Nel 2024 la produzione italiana di caffè tostato ha quasi raggiunto le 431mila tonnellate, registrando un calo minimo dei volumi (-0,6%) ma una crescita significativa del valore (+8,5%) per un totale di 4,36 miliardi di euro. Lo rivela un’analisi dell’Unione Italiana Food che evidenzia come il caffè resti uno dei pilastri dell’agroalimentare nazionale e il quarto prodotto più esportato per valore.
Il caffè come rito quotidiano
Le torrefazioni italiane hanno importato circa 10 milioni di sacchi di caffè verde, con il Brasile principale fornitore (quasi 4 milioni di sacchi), seguito dal Vietnam (2,2 milioni). L’Italia è oggi il terzo importatore mondiale di caffè verde e il principale esportatore di caffè tostato verso i Paesi extra-UE. Nel primo semestre del 2024 le esportazioni hanno raggiunto 1,186 miliardi di euro (+6,3% rispetto all’anno precedente, fonte Ismea).
Il consumo interno di caffè ha superato le 280mila tonnellate, in lieve aumento rispetto al 2023. Il consumo pro capite si attesta a 4,8 kg l’anno. Circa l’80% del caffè viene consumato in ambito domestico, mentre il restante 20% proviene dai consumi fuori casa, in bar, ristoranti e strutture ricettive.
Il segmento delle capsule e delle cialde continua a espandersi: nel 2024 ha rappresentato quasi il 24% del mercato, contro il 20,6% dell’anno precedente, con un incremento a volume del 13%. Il caffè macinato tradizionale mantiene tuttavia la quota principale del venduto, pari al 64%.
«Il caffè italiano è un’icona riconosciuta nel mondo: la sua forza risiede nella capacità di selezionare la materia prima e nel know-how con cui viene trasformata», dichiara Giuseppe Lavazza, presidente del Comitato Italiano del Caffè, a Il Sole 24 Ore. «È un settore capace di innovare sia nei prodotti sia nei processi industriali. Far conoscere ogni fase della filiera, dalla selezione dei chicchi alla tazzina, è essenziale per rafforzare il valore di questa bevanda».
Un’indagine AstraRicerche evidenzia che il 97,7% degli italiani consuma caffè, e il 71% lo fa ogni giorno. Le donne (73%) ne bevono leggermente di più rispetto agli uomini (69%), con un picco di consumo nella fascia 35-65 anni (oltre il 75%). L’espresso resta la modalità di preparazione preferita (51,6%), apprezzato sia al bar sia in casa, con un gradimento medio vicino all’8 su 10.

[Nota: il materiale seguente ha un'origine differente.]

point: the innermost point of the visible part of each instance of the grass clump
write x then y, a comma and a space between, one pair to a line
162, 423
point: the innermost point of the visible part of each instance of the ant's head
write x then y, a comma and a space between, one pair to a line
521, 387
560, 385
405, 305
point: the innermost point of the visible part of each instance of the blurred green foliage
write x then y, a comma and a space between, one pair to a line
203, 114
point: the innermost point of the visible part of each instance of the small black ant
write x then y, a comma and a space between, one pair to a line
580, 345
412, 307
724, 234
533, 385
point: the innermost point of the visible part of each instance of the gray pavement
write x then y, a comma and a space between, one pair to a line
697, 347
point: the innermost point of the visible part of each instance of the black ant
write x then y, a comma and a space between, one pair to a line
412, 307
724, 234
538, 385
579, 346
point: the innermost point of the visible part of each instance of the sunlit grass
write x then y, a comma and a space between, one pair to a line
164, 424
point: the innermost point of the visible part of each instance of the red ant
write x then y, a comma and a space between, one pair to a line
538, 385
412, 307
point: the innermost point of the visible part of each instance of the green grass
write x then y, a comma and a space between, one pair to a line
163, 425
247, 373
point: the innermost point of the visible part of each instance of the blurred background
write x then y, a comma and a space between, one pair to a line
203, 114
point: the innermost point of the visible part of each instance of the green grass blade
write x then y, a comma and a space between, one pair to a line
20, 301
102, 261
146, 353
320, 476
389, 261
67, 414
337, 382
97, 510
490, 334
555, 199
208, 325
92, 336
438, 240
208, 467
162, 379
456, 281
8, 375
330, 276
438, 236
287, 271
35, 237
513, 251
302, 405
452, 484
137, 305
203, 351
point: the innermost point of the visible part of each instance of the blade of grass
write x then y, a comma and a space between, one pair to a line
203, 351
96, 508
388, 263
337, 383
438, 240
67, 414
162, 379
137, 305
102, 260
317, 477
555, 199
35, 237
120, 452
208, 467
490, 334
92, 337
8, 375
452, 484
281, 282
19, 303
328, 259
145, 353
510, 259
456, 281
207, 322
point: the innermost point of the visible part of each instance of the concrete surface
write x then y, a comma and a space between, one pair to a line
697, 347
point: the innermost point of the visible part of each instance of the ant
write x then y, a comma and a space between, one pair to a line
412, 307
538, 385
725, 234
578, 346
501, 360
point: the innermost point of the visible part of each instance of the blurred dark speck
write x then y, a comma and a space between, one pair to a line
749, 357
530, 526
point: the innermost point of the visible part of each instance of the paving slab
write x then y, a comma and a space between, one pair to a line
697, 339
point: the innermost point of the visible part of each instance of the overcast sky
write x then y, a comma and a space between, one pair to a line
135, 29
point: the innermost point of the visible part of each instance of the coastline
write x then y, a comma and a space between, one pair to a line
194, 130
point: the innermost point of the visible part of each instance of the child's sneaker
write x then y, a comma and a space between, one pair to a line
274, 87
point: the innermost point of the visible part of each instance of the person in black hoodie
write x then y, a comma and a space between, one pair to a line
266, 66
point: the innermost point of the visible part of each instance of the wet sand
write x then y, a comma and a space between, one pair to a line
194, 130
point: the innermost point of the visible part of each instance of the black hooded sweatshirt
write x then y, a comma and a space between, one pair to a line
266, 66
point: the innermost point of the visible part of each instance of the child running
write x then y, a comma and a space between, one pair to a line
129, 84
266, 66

L’83% degli intervistati associa il caffè a un momento di socialità, mentre l’81,8% lo collega alla rapidità di preparazione. Per il 59% rappresenta un piacere accessibile a tutti.
Nonostante i rincari delle materie prime e dell’energia, il prezzo medio dell’espresso in Italia resta tra i più bassi d’Europa, pari a 1,20 euro. «È ora di concentrarci sui valori anziché sulle polemiche sul prezzo», afferma Aldo Mario Cursano, vicepresidente vicario di Fipe-Confcommercio. «Un espresso non è uguale ovunque: qualità della miscela, servizio e ambiente fanno la differenza».
L’indagine evidenzia anche una scarsa conoscenza della filiera del caffè. Se il Brasile è riconosciuto dal 72% degli italiani come primo produttore mondiale, quasi la metà (44,1%) ritiene che nel nostro Paese esistano coltivazioni di caffè e un ulteriore 20,5% pensa che siano persino rilevanti. Solo il 40,5% sa che i chicchi di caffè, prima della tostatura, sono verdi o gialli.
Un quadro che, secondo Il Sole 24 Ore, conferma la necessità di rafforzare la cultura del caffè anche dal punto di vista educativo, promuovendo la conoscenza della materia prima e del suo percorso “dal chicco alla tazzina”.